Vereinfachte Förderbeantragung

Ein zentraler Umsetzungsschritt des „Agenturen Leitbild 2030“ ist die Vereinfachung der Förderbeantragung. So wird es in Zukunft einen gemeinsamen Zugang geben, wodurch der Erstkontakt für Unternehmen erleichtert werden soll. Zudem setzt das Wirtschaftsministerium auf einen „Once Only“-Ansatz, wodurch gewisse Daten nur einmal angegeben werden müssen. Dadurch sollen die Förderbürokratie abgebaut und der Antragsprozess vereinfacht werden.

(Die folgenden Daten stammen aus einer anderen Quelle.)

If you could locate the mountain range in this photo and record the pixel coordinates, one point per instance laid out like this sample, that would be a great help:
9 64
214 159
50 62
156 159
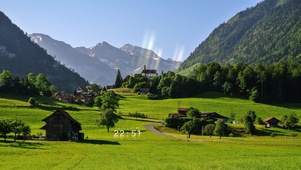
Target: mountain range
99 64
20 56
267 33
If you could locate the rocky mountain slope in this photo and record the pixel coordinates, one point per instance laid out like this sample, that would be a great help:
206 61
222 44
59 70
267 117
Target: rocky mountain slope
99 64
20 56
266 33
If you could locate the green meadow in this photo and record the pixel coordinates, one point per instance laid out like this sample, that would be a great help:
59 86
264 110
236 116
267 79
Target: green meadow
103 150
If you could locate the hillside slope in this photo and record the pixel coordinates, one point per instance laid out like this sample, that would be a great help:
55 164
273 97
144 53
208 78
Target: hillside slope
20 56
266 33
99 63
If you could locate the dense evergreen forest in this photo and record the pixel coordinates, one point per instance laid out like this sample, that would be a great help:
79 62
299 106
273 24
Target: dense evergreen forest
20 56
267 33
278 82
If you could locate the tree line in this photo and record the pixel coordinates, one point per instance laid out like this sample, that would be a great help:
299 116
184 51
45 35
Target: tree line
15 126
279 82
35 85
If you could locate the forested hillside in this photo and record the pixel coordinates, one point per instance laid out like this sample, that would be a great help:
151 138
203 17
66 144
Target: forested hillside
266 33
20 56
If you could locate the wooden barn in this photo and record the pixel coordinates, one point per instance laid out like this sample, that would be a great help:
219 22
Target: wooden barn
271 121
214 116
61 126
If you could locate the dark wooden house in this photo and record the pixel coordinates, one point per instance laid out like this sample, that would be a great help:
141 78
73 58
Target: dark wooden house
271 121
214 116
148 73
61 126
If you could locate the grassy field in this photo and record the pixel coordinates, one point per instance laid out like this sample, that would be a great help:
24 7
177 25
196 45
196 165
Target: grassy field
150 151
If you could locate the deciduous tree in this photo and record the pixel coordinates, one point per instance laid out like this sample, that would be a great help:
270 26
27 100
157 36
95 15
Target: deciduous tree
108 119
220 128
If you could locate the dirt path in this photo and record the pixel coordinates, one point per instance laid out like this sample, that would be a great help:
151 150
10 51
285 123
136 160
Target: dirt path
151 128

Fokus auf Schlüsseltechnologien und „Made in Europe“

Weiters sollen sich Förderungen auf die in der Industriestrategie vorgestellten Schlüsseltechnologien konzentrieren. Das sind u.a. Künstliche Intelligenz und Dateninnovation oder Chips, elektronische Komponenten und Systeme. Hattmannsdorfer betonte zudem einen klaren Fokus auf „Made in Europe“. „Das heißt, Unternehmen, die bei uns andocken im Bereich der Forschungsförderungen, im Bereich auch der angewandten Förderungen, müssen verpflichtet werden zu einem ‚Made in Europe‘-Ansatz'“, erklärt der Wirtschaftsminister.

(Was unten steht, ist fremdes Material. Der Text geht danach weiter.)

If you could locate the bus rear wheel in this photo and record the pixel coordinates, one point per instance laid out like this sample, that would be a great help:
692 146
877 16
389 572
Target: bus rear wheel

Durch das „Agenturen Leitbild 2030“ werde auch die Marktüberleitung zwischen den vier Agenturen besser. „Es sollen nicht die Firmen durch den Förderdschungel durchnavigieren müssen nach dem Motto: ‚Welches Programm ist jetzt für mich passend?'“, sagt Hattmannsdorfer.

Große Unternehmen als Anker für Startups

Laut Hanke werden auch Startups im Zuge der neuen Strategie berücksichtigt. „Für mich ist auch wichtig, dass diese großen Unternehmen wie eine Asfinag, wie eine ÖBB, als Anker dienen für all die Startups, die im Innovationsbereich im Kleinen großartig sind“ erklärt der Innovationsminister. Scaleups sollen in Österreich bleiben und hierzulande größere Aufträge abarbeiten können.

„Input-Output-Relation“ verbessern

Das Ziel der Neuausrichtung der Förderagenturen ist es laut dem Wirtschaftsminister, die „Input-Output-Relation“ in Österreichs Forschung und Entwicklung zu verbessern. Man zähle laut Hattmannsdorfer zu Europas Top-Nationen in puncto Forschungsausgaben, sei aber im Rückstand, die Forschungsergebnisse in die Wirtschaft zu bekommen. Österreich solle sich zu einem Hochtechnologie-Standort entwickeln, Ideen dürften dabei „nicht im Labor bleiben oder nicht in Drittstaaten abwandern, sondern sollen möglichst rasch in die wirtschaftliche Umsetzung kommen“.